Her favourite place was the beach, no not the main beach in Basmapur where all the tourists normally went. She found her part of the beach, it was hers, at least until the tourists reached there too. She would go there every evening and take a walk. Sit by the beach, walk into the water till it touches her ankles. She loved the feeling of wet sand and how her feet sank into it every time the waves crossed her.

If she had a choice, she would have been on the beach the whole day but she didn’t have the luxury of it. She was the only daughter of a fisherman, and her mother, she heard, had eloped with another man when she was a baby and abandoned her. Her father took care of her until he never came back after his day in the sea. He had gone fishing and the last rumour she heard was that he went far away into the sea and lost his way.

It was just a year ago when the incident took place, she was just 16. Her father couldn’t have abandoned her because she was a princess to him. He brought her up differently from the other kids in the village as she was among one of the girls who got to attend school. Most children were helping their parents with work. May be she would have been amongst them but she was lucky that the government had announced free education till the eighth standard.

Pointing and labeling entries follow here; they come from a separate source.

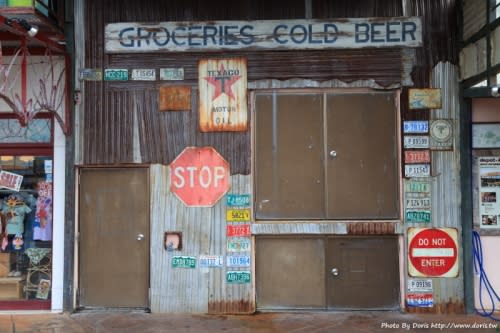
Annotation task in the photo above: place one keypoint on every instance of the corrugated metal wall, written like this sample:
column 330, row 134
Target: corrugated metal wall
column 122, row 124
column 198, row 290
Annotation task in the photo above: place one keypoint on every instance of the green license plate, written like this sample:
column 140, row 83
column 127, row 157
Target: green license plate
column 238, row 277
column 183, row 262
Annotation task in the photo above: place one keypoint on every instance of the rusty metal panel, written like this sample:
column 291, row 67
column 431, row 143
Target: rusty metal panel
column 474, row 17
column 175, row 98
column 222, row 87
column 199, row 290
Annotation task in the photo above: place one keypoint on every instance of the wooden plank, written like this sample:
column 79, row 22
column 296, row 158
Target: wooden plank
column 129, row 37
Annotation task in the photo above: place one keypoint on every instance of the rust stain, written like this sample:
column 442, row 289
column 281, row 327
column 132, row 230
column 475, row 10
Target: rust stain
column 371, row 228
column 175, row 98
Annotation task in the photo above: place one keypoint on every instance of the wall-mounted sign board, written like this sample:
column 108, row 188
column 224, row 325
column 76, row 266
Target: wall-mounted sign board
column 175, row 98
column 222, row 86
column 195, row 36
column 424, row 98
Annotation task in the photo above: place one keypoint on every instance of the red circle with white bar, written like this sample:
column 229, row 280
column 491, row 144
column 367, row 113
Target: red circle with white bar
column 432, row 252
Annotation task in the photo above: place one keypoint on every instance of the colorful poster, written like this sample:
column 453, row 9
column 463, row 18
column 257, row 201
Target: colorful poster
column 489, row 191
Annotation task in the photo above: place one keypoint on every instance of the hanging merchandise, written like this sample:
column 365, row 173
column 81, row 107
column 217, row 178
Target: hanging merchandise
column 42, row 227
column 15, row 209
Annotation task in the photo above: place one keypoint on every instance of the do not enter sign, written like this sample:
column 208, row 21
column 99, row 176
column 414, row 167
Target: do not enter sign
column 199, row 176
column 432, row 252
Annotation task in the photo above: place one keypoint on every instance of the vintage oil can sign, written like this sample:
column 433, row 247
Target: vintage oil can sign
column 199, row 176
column 223, row 95
column 183, row 262
column 238, row 277
column 432, row 252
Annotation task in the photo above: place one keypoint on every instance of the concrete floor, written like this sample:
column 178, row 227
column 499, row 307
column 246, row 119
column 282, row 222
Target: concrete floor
column 309, row 322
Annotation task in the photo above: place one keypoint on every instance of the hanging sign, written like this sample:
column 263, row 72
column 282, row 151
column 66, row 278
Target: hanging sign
column 489, row 192
column 175, row 98
column 205, row 36
column 199, row 177
column 432, row 252
column 441, row 131
column 223, row 95
column 424, row 98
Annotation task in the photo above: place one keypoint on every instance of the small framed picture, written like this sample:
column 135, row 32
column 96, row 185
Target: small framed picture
column 173, row 241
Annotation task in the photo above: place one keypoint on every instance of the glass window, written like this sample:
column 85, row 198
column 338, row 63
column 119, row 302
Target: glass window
column 26, row 228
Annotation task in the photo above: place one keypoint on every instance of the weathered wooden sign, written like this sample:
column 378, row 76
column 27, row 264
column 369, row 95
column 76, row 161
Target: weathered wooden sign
column 223, row 95
column 265, row 34
column 424, row 98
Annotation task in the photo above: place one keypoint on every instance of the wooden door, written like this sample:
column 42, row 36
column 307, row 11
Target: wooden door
column 362, row 272
column 114, row 238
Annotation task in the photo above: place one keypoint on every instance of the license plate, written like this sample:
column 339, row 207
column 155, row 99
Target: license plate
column 238, row 277
column 418, row 203
column 238, row 215
column 238, row 230
column 210, row 261
column 238, row 245
column 413, row 186
column 418, row 216
column 183, row 262
column 416, row 126
column 418, row 170
column 238, row 261
column 238, row 200
column 420, row 285
column 416, row 141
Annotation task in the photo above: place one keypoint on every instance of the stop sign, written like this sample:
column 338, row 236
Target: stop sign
column 199, row 176
column 432, row 252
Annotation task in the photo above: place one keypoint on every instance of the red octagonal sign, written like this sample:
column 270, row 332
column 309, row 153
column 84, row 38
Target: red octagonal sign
column 199, row 176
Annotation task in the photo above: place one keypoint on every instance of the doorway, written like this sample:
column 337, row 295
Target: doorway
column 114, row 238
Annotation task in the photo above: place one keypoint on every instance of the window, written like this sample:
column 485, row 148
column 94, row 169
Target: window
column 326, row 155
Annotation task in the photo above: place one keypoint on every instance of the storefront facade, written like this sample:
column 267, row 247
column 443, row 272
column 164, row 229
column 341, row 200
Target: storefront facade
column 35, row 123
column 268, row 157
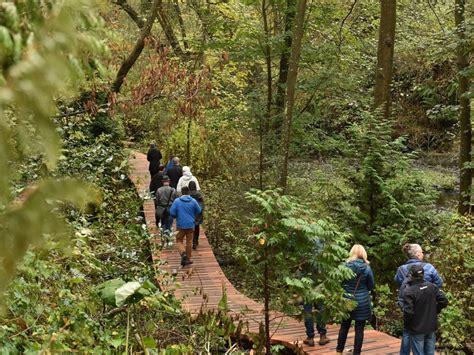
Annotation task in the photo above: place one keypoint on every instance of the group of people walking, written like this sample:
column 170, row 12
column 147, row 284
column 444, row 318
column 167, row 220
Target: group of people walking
column 420, row 300
column 177, row 195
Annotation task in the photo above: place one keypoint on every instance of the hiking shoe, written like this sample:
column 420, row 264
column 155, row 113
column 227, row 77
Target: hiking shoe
column 184, row 259
column 323, row 339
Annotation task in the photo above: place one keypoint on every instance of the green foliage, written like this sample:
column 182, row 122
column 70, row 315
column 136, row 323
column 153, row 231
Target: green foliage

It was in the middle of her eight standard that she had to quit her school because she had to find a job to feed herself and also maintain her house as she was the head of the family now. She was thankful that she could at least study till her seventh standard. Not many people were educated in her village so she managed to get a job very quickly: a receptionist at a travel agency. It was the only business, after fishing that was in demand in Basmapur, thanks to the beautiful beaches.

“Hello! Do you make hotel reservations?” a man’s voice asked.

She looked up to see him. “Hello! Please repeat,” she said, it was too fast for her. She had learnt English in school but had rarely had a conversation in it with anyone.

“Huh!” He thought he was pretty loud and clear. This wasn’t the first time someone didn’t understand the way he spoke. He repeated, “Hotel booking. Here?”

“Yes! Yes!” She answered. There was no hotel booking services at her travel agency but if she took a tourist to a hotel, she could get a commission out of it.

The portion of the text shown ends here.